Wat in 4.1 tot en met 4.4 is overwogen leidt tot het oordeel dat de aangevallen uitspraak 1 moet worden vernietigd. Het beroep tegen het besluit van 24 juni 2013 is gegrond, zodat dit besluit moet worden vernietigd. Het beroep tegen het besluit van 2 september 2013 is ongegrond. Nu hiermee de juistheid van het besluit van 2 september 2013 is komen vast te staan heeft appellant geen belang bij een beoordeling van het hoger beroep tegen de aangevallen uitspraak 2, zodat dit hoger beroep niet-ontvankelijk wordt verklaard. Dit betekent ten slotte dat aan besluit van 18 januari 2016 geen zelfstandig rechtsgevolg toekomt, zodat het beroep tegen dit besluit niet-ontvankelijk moet worden verklaard.
5. Er is geen grond voor een veroordeling tot schadevergoeding.
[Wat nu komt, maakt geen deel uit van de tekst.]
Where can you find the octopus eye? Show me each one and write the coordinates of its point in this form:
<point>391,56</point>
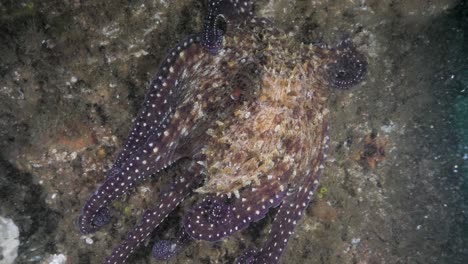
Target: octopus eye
<point>349,67</point>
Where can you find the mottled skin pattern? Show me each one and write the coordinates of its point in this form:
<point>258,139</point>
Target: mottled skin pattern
<point>250,113</point>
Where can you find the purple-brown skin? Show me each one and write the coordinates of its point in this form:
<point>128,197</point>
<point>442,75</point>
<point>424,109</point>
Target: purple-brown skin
<point>219,11</point>
<point>251,115</point>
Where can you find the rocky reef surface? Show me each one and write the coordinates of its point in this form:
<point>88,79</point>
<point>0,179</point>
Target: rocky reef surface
<point>74,73</point>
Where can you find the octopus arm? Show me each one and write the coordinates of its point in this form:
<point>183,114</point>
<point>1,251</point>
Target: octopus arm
<point>146,154</point>
<point>156,154</point>
<point>160,101</point>
<point>348,67</point>
<point>218,11</point>
<point>218,216</point>
<point>289,213</point>
<point>152,218</point>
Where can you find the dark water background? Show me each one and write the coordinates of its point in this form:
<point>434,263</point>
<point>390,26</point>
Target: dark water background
<point>74,73</point>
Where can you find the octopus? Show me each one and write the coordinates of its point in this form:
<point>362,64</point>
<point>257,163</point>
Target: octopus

6. Voor een veroordeling in de proceskosten is geen aanleiding.

BESLISSING

De Centrale Raad van Beroep
- vernietigt de aangevallen uitspraak van 28 februari 2014;
- verklaart het beroep tegen het besluit van 24 juni 2013 gegrond en vernietigt dit besluit;
- verklaart het beroep tegen het besluit van 2 september 2013 ongegrond;
- verklaart het beroep tegen het besluit van 18 januari 2016 niet-ontvankelijk;
- verklaart het hoger beroep tegen de aangevallen uitspraak van 9 juli 2014 niet-ontvankelijk;
- wijst het verzoek om schadevergoeding af.
Deze uitspraak is gedaan door R.E. Bakker, in tegenwoordigheid van N. van Rooijen als griffier. De beslissing is uitgesproken in het openbaar op 10 juni 2016.